Don't ever catch (Exception e) unless told explicitly to do so, because this will catch a huge number of errors and will suppress important system error messages. You should instead catch a more specific subcategory of exceptions such as IOException or FileNotFoundException.

// bad
try {
    foo();
    bar();
} catch (Exception e) {}
Private Instance Variables

Properly encapsulate your objects by making any instance variables in your class private.

public class Player {
	private int numberOfLives;
	...
}
Avoid Unnecessary Instance Variables

Use instance variables only when they are required to implement certain functionality, or if it makes sense for that variable to persist outside of any given method. Don't use them to store temporary values used in only a single call to one method, for instance; use them to store important data of your objects.
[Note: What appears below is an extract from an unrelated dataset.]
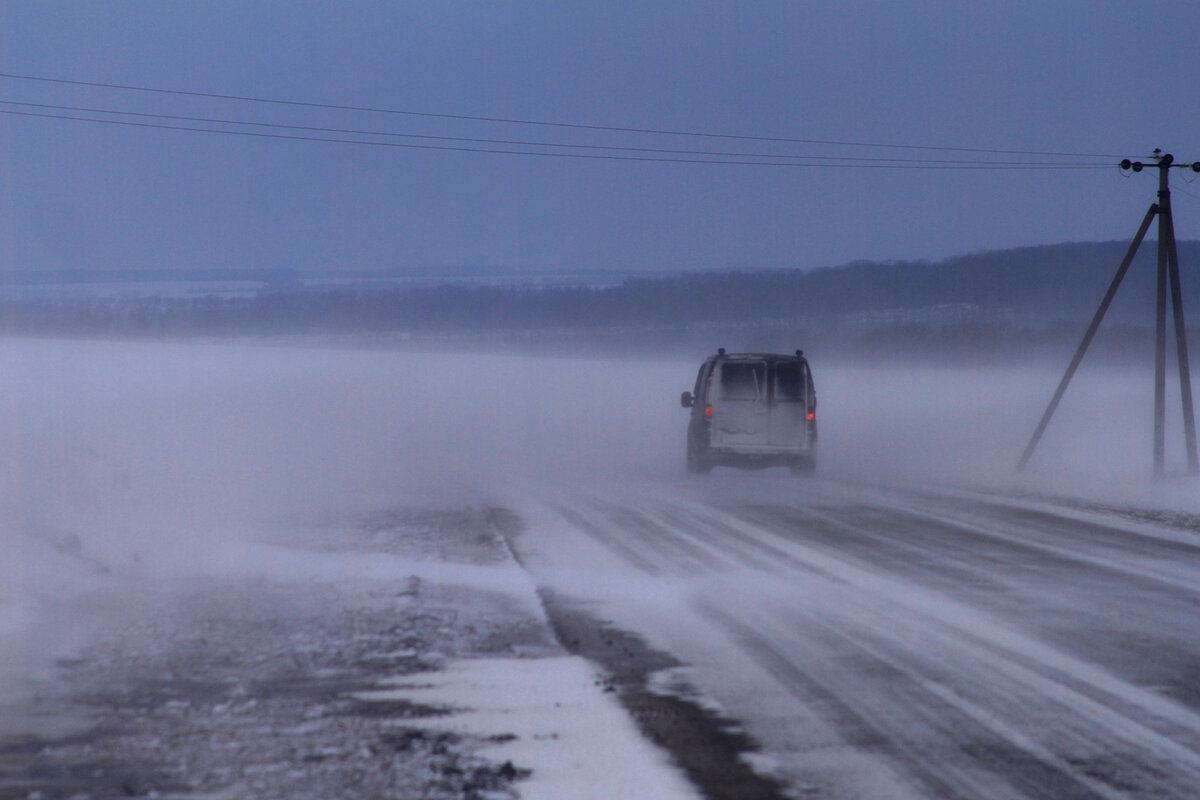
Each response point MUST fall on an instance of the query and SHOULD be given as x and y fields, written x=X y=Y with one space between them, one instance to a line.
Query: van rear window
x=743 y=379
x=789 y=382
Initialize Instance Variables in Constructors

Don't initialize instance variables where they are declared; instead, initialize them in the constructor.

public class Player {
	private int numberOfLives = 10;
	private int numberOfLives;

	public Player() {
		numberOfLives = 10;
	}
}			
Avoid Empty Zero-Argument Constructors

If you don't need to do anything to initialize your object, just omit the constructor.

public class Player {
	...
	public Player() {}
}			
Helper Methods

If you add a method to a class that is not part of the homework spec, make it private so that other external code cannot call it.

public class Player {
	...
	private double computeScoreHelper() {
		...
	}
}
Instance vs. Static

A static variable in a class is a single occurrence shared by that class and all of its objects. An instance variable is one that each object has its own copy of. When designing your class, any data that should be unique to each object should be an instance variable. This still holds even if the assignment only happens to construct one instance of your class.

public class Player {
	private static int numberOfLives;  // all players share one life count (bad)
	private int numberOfLives;  // each player has their own life count (good)

	public Player() {
		numberOfLives = 10;
	}
}
System.exit()

Java contains a System.exit method that immediately exits your entire program. You should never call this method in our assignments for any reason. Your program should always exit naturally by reaching the end of your run function and returning.